Eli Elbag said he woke on Saturday to text messages from his daughter, Liri, 18, who had just begun her military training as an army lookout at the Gaza border.
The fighters were shooting at her, she wrote. Minutes later, the messages stopped. By nightfall, a video circulated by Hamas showed her crowded into an Israeli military truck overtaken by fighters. The face of a captive next to Liri was marred and bloodied.
“We are watching television constantly looking for a sign of her,” Elbag said. “We think about her all the time. All the time wondering if they’re taking care of her, if they’re feeding her, how she’s feeling and what she’s feeling.”
On Tuesday, US relatives of missing people held an emotional news conference in Tel Aviv, appealing to the Israeli and US governments to bring their loved ones back.
“I want to bring forward the responsibility that the Israeli government has to bring back all the hostages,” one man said, choking up. “I want also to speak about the responsibility that the US administration … has for the lives of every US citizen that is out there; they are responsible to bring the US citizens back home safe and sound.

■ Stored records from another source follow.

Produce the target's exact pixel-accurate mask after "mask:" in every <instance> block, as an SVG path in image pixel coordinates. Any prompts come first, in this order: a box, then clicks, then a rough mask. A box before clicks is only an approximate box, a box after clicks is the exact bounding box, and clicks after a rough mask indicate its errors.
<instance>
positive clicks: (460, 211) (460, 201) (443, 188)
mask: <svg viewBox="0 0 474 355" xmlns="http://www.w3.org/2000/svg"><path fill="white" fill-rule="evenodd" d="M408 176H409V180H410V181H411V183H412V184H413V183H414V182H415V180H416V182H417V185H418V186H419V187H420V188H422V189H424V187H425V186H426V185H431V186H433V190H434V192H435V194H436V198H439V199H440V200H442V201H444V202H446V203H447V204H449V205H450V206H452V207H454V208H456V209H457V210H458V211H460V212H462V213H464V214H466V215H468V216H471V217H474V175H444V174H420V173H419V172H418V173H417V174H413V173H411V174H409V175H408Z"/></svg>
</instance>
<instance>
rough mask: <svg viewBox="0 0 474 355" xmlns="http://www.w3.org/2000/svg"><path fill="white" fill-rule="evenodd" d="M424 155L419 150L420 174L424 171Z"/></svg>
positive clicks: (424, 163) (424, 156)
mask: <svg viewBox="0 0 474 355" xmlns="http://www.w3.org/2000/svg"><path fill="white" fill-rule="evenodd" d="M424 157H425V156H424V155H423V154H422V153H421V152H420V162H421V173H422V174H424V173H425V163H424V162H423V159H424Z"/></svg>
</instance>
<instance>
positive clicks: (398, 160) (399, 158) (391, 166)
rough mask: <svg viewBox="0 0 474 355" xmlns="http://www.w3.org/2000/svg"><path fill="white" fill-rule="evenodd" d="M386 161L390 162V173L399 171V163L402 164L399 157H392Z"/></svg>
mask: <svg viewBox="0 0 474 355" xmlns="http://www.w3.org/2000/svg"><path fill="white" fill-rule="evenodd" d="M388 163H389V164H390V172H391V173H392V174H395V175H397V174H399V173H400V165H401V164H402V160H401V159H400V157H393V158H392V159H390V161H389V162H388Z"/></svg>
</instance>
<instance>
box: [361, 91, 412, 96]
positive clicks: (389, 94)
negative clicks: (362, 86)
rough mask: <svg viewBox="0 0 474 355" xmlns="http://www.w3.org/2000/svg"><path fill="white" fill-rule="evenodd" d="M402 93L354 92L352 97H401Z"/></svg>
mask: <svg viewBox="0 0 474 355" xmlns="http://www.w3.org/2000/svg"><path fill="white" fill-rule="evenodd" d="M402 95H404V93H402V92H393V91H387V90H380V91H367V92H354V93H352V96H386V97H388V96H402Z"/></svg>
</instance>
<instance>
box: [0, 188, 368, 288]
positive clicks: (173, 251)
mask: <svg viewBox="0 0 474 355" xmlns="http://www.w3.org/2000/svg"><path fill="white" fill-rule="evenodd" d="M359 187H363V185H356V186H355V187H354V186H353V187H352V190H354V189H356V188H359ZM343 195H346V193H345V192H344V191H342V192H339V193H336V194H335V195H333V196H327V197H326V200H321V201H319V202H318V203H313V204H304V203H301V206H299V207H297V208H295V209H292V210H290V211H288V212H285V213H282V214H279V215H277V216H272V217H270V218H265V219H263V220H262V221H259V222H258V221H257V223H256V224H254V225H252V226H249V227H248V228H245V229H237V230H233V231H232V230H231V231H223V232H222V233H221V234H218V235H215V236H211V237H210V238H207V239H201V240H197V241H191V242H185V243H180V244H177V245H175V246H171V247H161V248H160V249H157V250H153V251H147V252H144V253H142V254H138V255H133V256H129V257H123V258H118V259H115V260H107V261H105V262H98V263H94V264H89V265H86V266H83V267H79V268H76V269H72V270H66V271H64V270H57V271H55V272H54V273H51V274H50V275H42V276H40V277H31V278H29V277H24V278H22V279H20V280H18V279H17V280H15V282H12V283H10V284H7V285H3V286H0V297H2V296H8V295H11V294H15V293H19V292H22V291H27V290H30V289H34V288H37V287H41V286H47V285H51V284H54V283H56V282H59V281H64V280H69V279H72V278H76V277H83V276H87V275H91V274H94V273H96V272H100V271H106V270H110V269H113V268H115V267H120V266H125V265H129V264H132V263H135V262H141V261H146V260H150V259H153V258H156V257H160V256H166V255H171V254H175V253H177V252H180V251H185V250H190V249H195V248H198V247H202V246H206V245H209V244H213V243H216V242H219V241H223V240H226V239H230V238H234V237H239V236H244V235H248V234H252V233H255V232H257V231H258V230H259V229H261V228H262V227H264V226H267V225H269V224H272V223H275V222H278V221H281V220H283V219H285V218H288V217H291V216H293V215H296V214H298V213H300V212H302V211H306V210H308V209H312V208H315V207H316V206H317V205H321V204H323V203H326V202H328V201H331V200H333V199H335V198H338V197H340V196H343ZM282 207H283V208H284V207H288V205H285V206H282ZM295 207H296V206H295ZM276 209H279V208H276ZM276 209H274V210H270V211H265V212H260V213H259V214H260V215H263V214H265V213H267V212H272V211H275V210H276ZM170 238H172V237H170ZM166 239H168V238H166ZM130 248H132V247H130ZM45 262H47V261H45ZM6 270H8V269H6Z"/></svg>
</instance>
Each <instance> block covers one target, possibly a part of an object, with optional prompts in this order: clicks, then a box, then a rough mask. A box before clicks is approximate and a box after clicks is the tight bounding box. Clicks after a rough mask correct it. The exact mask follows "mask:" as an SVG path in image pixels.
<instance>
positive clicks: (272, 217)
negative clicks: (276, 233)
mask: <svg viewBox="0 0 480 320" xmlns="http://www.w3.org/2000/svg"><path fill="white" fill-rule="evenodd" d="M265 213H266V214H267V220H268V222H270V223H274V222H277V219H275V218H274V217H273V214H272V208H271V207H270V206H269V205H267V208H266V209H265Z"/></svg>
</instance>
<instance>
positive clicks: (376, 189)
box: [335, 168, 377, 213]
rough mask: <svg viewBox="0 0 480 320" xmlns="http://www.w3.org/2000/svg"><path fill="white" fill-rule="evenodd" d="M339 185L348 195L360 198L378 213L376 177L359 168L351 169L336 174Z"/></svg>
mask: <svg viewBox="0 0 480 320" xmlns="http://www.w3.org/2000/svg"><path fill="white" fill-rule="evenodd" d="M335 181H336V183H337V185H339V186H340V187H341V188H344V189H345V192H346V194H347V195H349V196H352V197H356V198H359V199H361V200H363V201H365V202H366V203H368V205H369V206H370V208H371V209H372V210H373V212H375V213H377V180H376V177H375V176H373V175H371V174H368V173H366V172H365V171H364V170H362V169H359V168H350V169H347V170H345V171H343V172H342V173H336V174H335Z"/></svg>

We expect nothing less.”
For Israel, locating captives in Gaza may prove difficult. Although the strip is tiny, subject to constant aerial surveillance and surrounded by Israeli ground and naval forces, the territory just over an hour from Tel Aviv remains somewhat opaque to Israeli intelligence agencies.
Fighters posted videos of the captives, and families were left in agony wondering about their fate.
Yosi Shnaider has wrestled with worry since his family members were kidnapped from Nir Oz. He saw a video of his cousin and her two young boys held captive.
“It’s like an unbelievable bad movie, like a nightmare,” Shnaider said on Monday. “I just need information on if they are alive,” he added.
Also missing is his aunt who requires medicine to treat her diabetes and Parkinson’s disease. Since the family found out they were taken captive, the woman’s sister has been so mortified that she is “like a zombie, alive and dead at the same time”, said Shnaider, a real estate agent in the Israeli city of Holon.
Warning to Hamas
Israel’s Foreign Minister Eli Cohen said the country is committed to bringing the captives home and issued a warning to Hamas.
“We demand Hamas not to harm any of the captives,” he said. “This war crime will not be forgiven.”
Uncertainty also weighs heavily on families who still do not know whether their relatives have been killed, taken into Hamas captivity, or have escaped and are on the run.
Tomer Neumann, whose cousin was attending a music festival near the Gaza border and has since vanished, hopes it is the last of the three options.
The cousin, Rotem Neumann, who is 25 and a Portuguese citizen, called her parents from the festival when she heard rocket fire, he said.
She piled into a car with friends, witnesses said, but fled when they encountered trucks filled with fighters. Later, her phone was found near a concrete shelter.
“All we have is bits and pieces of information,” said Neumann, who lives in Bat Yam, a city just south of Tel Aviv.
“What now is on my mind is not war and is not bombing,” he said. “All we want is to know where Rotem is and to know what happened to her and we want peace.”
Thai captives
The families of Thai labourers who are among the captives spoke to the AFP news agency on Tuesday of their fears for their safety.
Kanyarat Suriyasri, whose husband Owat Suriyasri is among those taken, recounted her horror at learning the news.
“When I heard that he was among the 11 captives taken by Hamas my heart dropped,” she said. “I am waiting to hear some good news.”
Owat, 40, from Sisaket province in eastern Thailand, is a “very friendly, caring and happy man”, she said.